Saturday, July 7, 2012

Bosons and bankers: What's up, God?


By Bob Gaydos
Sometimes, having to have an opinion on any topic that comes down the pike actually requires a bit of work. Usually, it’s when you don’t have the foggiest idea what people are talking about, but they all appear to be smart and they all say that what they are talking about is very important, or significant, or shocking, or historic.

And so this week, I give you two of potentially the most important stories of the year, which I feel safe in saying most of you -- being American, like me -- also don’t know much about and have heard very little about from what passes as our news media these days:
  • Higgs boson, or, as it has been dubbed, the “God” particle.
  • LIBOR, or as I see it, the God complex.
In fairness, some of the media did try to explain Higgs boson (illustration) and its potential significance -- explaining the origin of the universe and the nature of the matter, stuff like that -- but most, in my experience, bogged down in an energy field of scientific mumbo jumbo whose mass could only be contained by the Internet, but certainly not my brain.

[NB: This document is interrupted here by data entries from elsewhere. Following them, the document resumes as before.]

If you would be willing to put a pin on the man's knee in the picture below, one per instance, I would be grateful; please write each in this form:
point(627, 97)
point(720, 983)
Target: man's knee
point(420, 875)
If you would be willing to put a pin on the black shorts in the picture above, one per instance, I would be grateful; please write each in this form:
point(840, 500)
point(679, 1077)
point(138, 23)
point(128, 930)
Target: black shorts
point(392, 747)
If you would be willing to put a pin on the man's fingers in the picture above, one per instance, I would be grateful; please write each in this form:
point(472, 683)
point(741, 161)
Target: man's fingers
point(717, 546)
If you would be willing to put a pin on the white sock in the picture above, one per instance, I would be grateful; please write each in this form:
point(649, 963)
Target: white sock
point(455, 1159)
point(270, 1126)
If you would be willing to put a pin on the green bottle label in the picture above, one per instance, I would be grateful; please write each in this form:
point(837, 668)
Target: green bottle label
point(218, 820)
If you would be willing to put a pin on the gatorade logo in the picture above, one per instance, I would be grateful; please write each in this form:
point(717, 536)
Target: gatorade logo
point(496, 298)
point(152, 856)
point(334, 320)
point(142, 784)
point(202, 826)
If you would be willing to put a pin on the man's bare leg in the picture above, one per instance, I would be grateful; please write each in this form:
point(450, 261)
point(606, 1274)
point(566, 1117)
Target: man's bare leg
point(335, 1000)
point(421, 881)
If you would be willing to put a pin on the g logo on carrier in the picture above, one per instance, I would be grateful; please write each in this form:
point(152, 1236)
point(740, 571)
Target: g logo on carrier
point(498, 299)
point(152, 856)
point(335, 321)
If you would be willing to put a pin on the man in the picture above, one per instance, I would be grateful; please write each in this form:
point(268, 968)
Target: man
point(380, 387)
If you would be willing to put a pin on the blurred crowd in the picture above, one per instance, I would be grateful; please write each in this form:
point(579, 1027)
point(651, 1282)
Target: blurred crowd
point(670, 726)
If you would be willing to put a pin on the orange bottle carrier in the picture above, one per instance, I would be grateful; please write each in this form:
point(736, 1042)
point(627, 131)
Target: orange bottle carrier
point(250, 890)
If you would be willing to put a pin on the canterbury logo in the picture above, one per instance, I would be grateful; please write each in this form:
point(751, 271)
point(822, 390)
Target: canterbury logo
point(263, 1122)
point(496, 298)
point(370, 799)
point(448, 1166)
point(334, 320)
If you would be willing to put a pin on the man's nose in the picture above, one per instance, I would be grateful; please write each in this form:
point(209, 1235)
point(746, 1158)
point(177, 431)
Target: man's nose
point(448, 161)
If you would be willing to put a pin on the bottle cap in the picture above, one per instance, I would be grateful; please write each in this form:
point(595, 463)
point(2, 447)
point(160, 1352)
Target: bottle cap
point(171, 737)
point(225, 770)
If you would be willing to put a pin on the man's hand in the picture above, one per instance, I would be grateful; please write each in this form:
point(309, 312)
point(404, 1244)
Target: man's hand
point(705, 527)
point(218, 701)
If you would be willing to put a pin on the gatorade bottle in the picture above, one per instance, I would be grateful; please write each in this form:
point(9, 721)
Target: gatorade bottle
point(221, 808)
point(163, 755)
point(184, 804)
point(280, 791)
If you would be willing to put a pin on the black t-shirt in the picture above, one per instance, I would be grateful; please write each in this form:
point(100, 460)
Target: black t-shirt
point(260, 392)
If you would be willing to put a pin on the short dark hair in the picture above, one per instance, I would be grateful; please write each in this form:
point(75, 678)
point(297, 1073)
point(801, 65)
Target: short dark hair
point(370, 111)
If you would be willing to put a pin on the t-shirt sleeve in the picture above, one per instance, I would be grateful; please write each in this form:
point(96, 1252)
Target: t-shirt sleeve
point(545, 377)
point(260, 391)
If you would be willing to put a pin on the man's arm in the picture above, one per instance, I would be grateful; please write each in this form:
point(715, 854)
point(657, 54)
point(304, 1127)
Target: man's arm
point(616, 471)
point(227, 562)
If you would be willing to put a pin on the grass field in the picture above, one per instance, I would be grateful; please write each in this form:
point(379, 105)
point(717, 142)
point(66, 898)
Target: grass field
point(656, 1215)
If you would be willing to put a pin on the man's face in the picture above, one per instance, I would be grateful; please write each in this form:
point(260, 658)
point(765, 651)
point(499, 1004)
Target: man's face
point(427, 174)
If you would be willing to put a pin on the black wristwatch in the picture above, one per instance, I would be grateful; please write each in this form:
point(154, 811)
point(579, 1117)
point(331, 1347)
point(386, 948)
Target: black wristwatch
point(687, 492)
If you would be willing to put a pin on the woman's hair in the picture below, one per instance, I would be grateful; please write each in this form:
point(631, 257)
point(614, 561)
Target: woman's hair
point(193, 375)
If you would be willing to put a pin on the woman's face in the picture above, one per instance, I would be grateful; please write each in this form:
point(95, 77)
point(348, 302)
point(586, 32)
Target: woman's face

Still, the fact that scientists in Geneva, using a $10 billion atom-smashing super-collider, say they have found a subatomic particle that would not only validate “The Big Bang Theory” on television, but in real life, is literally mind-boggling. As I understand it, the boson particle (named after Scottish physicist Peter Higgs) is kind of like a universal sticky particle to which other sub-atomic particles, such as quarks, “stick” as they whiz around wherever. The more such particles that stick, the more bosons involved, the more mass the particles eventually have and, with gravity added, the more weight. They become something.

No boson, no sticking, no universe. Nothing. With bosons, we have planets and primordial ooze and dinosaurs and humans and science and evolution and rock and roll and super-colliders and big banks, all neatly aligned as if some higher power had cleverly laid out the whole plan to explain the Big Bang.

If you guessed the big banks reference was a hint on LIBOR, good for you. You are promoted to honors economics. LIBOR stands for London Interbank Offered Rate. It is the average cost of borrowing at which Britain's banks lend each other money. It is calculated daily, based on information supplied by those banks and is used worldwide to set prices on trillions of euros and billions of dollars worth of derivatives and other financial products.

And yes, there’s that word derivatives again. What’s happened is that a bunch of too-big-to-fail big banks, playing God with other people’s money, got together between 2005 and 2009 and rigged the rate to keep it low. They lied about their financial health and conspired to make each other look better than was true, thereby luring unsuspecting customers to invest even more in worthless mortgages, loans and, ugh, derivatives. The big difference in this story is that, while the big banks in America pretty much got away with their deceit and theft, the Brits are getting tough on them.

The chairman of Barclay’s has resigned and the bank, apparently claiming it thought it had received the OK to lie from the Bank of England, Britain’s central bank, has agreed to pay a $450 million settlement. It also agreed to cooperate with police authorities and Parliament, which are looking to hold major banks and their executives legally responsible for this massive scandal.

That’s a lot different from the cloying welcome Jamie Dimon, CEO of JP Morgan Chase, got in the U.S. Senate recently in explaining his institution’s loss of $2 billion in customers’ money through synthetic derivatives and other risky bets. Chase, along with Citigroup, HSBC, RBS, and a half dozen other banks are involved in the LIBOR conspiracy.

The U.S Justice department has all the evidence uncovered in the LIBOR investigation (which is reportedly extensive) and appears to be letting Britain take the lead in prosecution for now, which is just as well, given how many American bankers have been prosecuted to date for throwing the world economy into crisis.

If you’re going to have an opinion, look for the links. The links between the Higgs boson and LIBOR stories, beyond their complexities and lack of attention in the United States, are obvious. Both have gravitas, in these cases, a combination of mass, gravity and universal significance. Both involve amounts of money most of us cannot comprehend. Both involve an incredible amount of teamwork among people within the same profession. One group effort, as noble an investment of money, time and brain power as is imaginable, seeks to explain why we are all here, at least in a physical sense. The other, money, time and brain power notwithstanding, only makes me wonder if we’ll ever figure it out morally.